Ich stelle auch fest, dass noch einige Punkte offen sind: 6, 10 bis 21, 23 bis 25, 27 bis 29, 31 bis 34, 36, 38 bis 40, 43, 52 bis 56 und 60. Es ist also noch einiges offen. Sehen Sie zu, dass wir gut durchkommen.
Meine Damen und Herren, ich bitte um etwas Ruhe. Beruhigen Sie sich wieder. Dortmund hat in Berlin gewonnen.
(Günter Rudolph (SPD): Nicht immer gibt es geschenkte Elfmeter! Manchmal geht es auch mit rechten Dingen zu! – Weitere Zurufe)
Wir sind hier völlig neutral, was Fußball angeht. Auch wenn Gegner nicht berührt werden: Es kann Luftwirbel geben, die dafür sorgen, dass die Leute umfallen.
Noch eingegangen und an Ihren Plätzen verteilt ist ein Dringlicher Entschließungsantrag der Fraktionen der CDU und BÜNDNIS 90/DIE GRÜNEN betreffend Extremismus, Fremdenfeindlichkeit und Rassismus entschieden bekämpfen, Drucks. 19/3308. – Die Dringlichkeit wird bejaht. Dann wird dieser Dringliche Entschließungsantrag Tagesordnungspunkt 61, und wir können ihn nach den Tagesordnungspunkten 52 und 53 abstimmen.
Wir tagen heute bis 18 Uhr bei einer Mittagspause von einer Stunde. Wir beginnen mit den Anträgen für eine Aktuelle Stunde. Die Tagesordnungspunkte 52 und 53 rufen wir gemeinsam auf. Bei gemeinsam aufgerufenen Anträgen beträgt die Redezeit 7,5 Minuten je Fraktion; bei den anderen Aktuellen Stunden sind es, wie immer, fünf Minuten. Danach geht es mit den Tagesordnungspunkten 43 und 61 weiter: zwei Entschließungsanträge zum Thema, die ohne Aussprache aufgerufen und sofort abgestimmt werden. In Verbindung mit Tagesordnungspunkt 54 wird die mündliche Frage 530 aus der Fragestunde vom Dienstag gestellt und beantwortet werden. Dann geht es mit Tagesordnungspunkt 51 weiter.
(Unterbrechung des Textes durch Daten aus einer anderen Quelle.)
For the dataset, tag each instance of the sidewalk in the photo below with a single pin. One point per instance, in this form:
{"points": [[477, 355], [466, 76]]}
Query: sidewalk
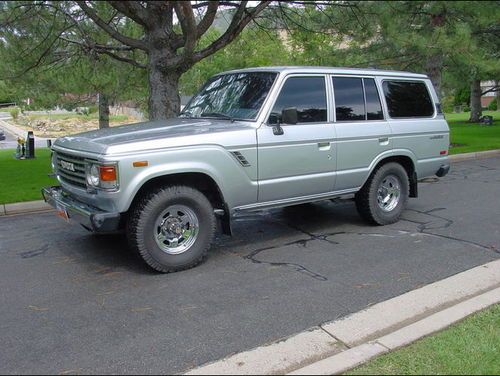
{"points": [[338, 346]]}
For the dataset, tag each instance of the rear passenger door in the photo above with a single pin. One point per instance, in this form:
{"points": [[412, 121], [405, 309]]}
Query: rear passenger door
{"points": [[301, 161], [416, 126], [362, 131]]}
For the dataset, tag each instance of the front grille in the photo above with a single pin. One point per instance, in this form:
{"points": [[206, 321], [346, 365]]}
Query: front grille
{"points": [[76, 177]]}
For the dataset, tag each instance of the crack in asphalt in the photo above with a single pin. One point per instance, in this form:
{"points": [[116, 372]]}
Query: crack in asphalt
{"points": [[35, 252], [423, 227]]}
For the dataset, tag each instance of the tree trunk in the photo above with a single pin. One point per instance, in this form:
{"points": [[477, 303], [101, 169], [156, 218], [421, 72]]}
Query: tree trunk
{"points": [[497, 97], [475, 101], [164, 99], [434, 67], [103, 111]]}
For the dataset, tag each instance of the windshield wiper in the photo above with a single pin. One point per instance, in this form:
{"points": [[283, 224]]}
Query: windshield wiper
{"points": [[217, 115], [186, 114]]}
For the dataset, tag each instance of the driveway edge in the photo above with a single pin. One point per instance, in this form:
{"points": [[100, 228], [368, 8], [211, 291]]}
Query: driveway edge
{"points": [[380, 328]]}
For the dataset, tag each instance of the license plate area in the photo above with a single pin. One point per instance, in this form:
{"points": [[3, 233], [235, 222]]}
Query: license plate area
{"points": [[62, 212]]}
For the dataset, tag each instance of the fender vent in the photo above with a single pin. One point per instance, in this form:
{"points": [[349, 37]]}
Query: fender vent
{"points": [[241, 158]]}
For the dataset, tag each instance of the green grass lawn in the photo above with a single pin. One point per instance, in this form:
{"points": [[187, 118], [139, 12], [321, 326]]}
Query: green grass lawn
{"points": [[473, 137], [73, 115], [471, 347], [22, 180]]}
Entschuldigt fehlen heute ganztägig Frau Abg. Brigitte Hofmeyer, Frau Abg. Nicola Beer und Herr Abg. ErnstEwald Roth. Ihm geht es wieder besser. Ich habe gestern mit ihm gesprochen. Er hat die Operation gut überstanden und ist auf dem Weg der Besserung. Das wünschen wir
Entschuldigt fehlen der Herr Ministerpräsident ab 13:15 Uhr, Frau Staatsministerin Puttrich ganztägig, Herr Staatsminister Dr. Schäfer bis 14 Uhr, Herr Staatsminister Al-Wazir ab 13 Uhr und Herr Staatsminister Axel Wintermeyer ab 16 Uhr. Aber da sind wir vielleicht schon fertig; sehen wir zu.
Das waren die Entschuldigungen. Wenn es keine weiteren Vorbemerkungen gibt, können wir in die Tagesordnung einsteigen.
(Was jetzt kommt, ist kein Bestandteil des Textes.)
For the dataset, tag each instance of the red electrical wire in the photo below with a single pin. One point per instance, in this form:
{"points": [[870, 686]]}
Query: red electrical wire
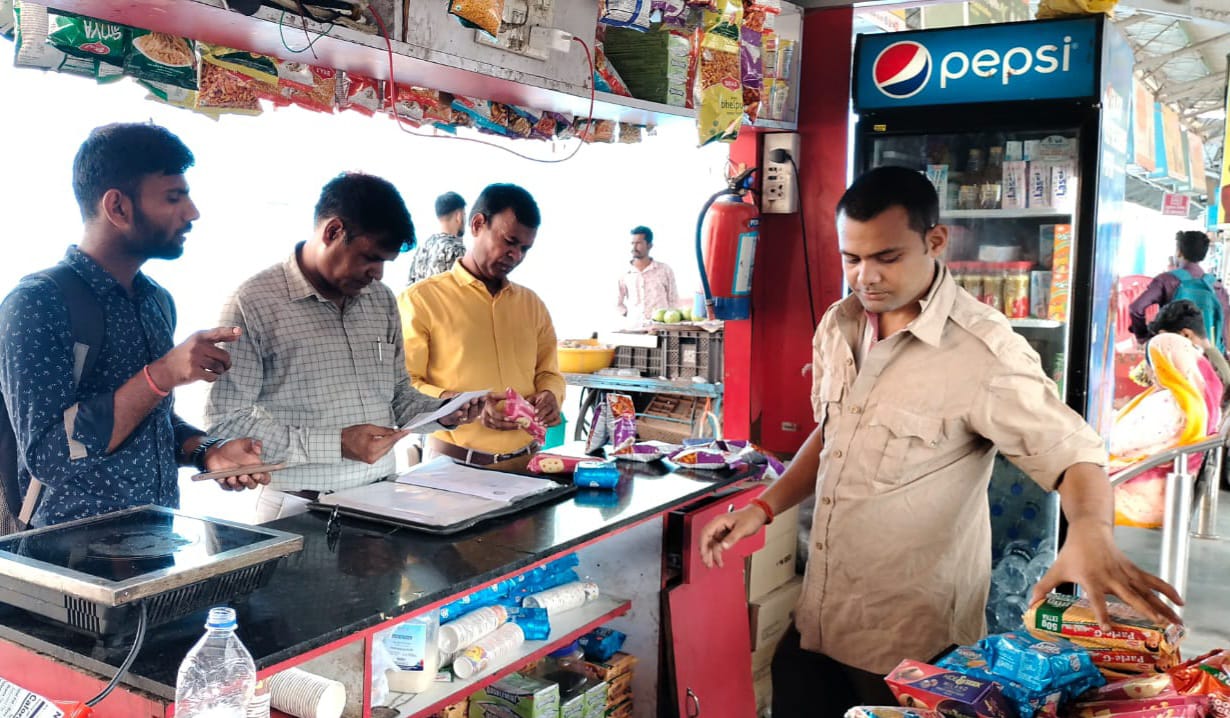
{"points": [[392, 85]]}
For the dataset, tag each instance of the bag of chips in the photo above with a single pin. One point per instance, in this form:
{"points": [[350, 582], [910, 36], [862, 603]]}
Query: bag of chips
{"points": [[718, 78]]}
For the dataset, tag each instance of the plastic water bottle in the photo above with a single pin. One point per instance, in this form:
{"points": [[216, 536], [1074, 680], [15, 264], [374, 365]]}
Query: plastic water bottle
{"points": [[218, 678]]}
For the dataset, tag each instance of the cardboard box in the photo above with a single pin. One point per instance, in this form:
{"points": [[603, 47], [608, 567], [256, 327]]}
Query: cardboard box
{"points": [[770, 615], [761, 685], [773, 566], [918, 685], [520, 695]]}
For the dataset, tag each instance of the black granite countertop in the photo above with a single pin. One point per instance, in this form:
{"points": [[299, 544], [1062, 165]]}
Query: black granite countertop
{"points": [[373, 572]]}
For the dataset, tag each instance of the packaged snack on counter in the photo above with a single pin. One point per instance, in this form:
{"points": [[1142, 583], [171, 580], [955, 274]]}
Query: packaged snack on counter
{"points": [[602, 643], [1060, 273], [622, 423], [517, 695], [161, 58], [919, 685], [485, 15], [630, 14], [1041, 665], [891, 712], [1073, 619], [519, 410], [1156, 707], [555, 462]]}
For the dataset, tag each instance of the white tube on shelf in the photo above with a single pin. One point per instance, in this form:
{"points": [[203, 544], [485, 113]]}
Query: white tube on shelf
{"points": [[501, 644], [565, 598], [469, 628]]}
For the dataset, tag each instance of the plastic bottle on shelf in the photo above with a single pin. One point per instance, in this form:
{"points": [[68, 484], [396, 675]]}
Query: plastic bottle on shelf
{"points": [[993, 285], [218, 678]]}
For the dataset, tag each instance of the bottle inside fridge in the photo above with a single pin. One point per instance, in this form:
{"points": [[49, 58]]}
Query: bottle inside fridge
{"points": [[1009, 201]]}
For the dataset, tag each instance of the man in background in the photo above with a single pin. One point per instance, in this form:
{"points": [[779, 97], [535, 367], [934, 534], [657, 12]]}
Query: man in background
{"points": [[648, 284], [444, 247], [1190, 282], [472, 330], [317, 374]]}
Antrag der Fraktion DIE LINKE betreffend eine Aktuelle Stunde (Aufstehen gegen Rassismus – Aktionskon- ferenz in Frankfurt unterstützen) – Drucks. 19/3294 –
Antrag der Fraktion BÜNDNIS 90/DIE GRÜNEN betreffend eine Aktuelle Stunde (Programmentwurf der AfD – keine Hetze gegen Muslime in Hessen und über- all) – Drucks. 19/3297 –
Die Redezeit beträgt 7,5 Minuten je Fraktion. Es beginnt Frau Kollegin Janine Wissler, Fraktion DIE LINKE. Bitte sehr.
Herr Präsident, meine Damen und Herren! Tagtäglich finden Angriffe auf Flüchtlingsunterkünfte statt. Allein im ersten Quartal dieses Jahres waren es laut BKA 268 Anschläge, im Durchschnitt also drei pro Tag. Anfeindungen gegen Muslime und Migranten nehmen zu, und erschreckend viele Menschen nehmen an rassistischen Demonstrationen wie Pegida teil. Mit Pegida und AfD ist ein Sammelbecken für diejenigen entstanden, die fremdenfeindliche und rassistische Positionen vertreten, sowohl auf der Straße als auch bei Wahlen mit zweistelligen Ergebnissen für die AfD, die offen rassistisch ist sowie für soziale Kälte und nationale Enge steht.
In der aktuellen Programmdebatte der AfD zeigt sich, dass sich diese Partei immer weiter nach rechts außen radikalisiert. Der Flügel der großbürgerlichen Ur-AfDler, die offen ihre Verachtung für Arme und Erwerbslose zeigen und einen neoliberalen, antisozialen Kurs fahren, wird schwächer. Der Flügel um den Thüringer AfD-Chef Höcke setzt sich zunehmend durch.
Dieser Teil der AfD versucht gar nicht mehr, im bürgerlichen Gewand daherzukommen; er ist offen rassistisch und verbindet das mit pseudosozialen Forderungen, was leider auch verfängt, wie man feststellt, wenn man sieht, dass die AfD zunehmend auch von Erwerbslosen und Arbeitnehmern gewählt wird – und das, obwohl sich große Teile ihres Programms gegen ihre Interessen richten. Der Kitt, der die AfD zusammenhält, besteht aus Rassismus und einem erzreaktionären Gesellschafts- und Familienbild, mit dem Ziel, die Errungenschaften der Frauenbewegung zurückzudrängen. Ich denke, dieser Bedrohung von rechts muss dringend entschieden entgegengetreten werden.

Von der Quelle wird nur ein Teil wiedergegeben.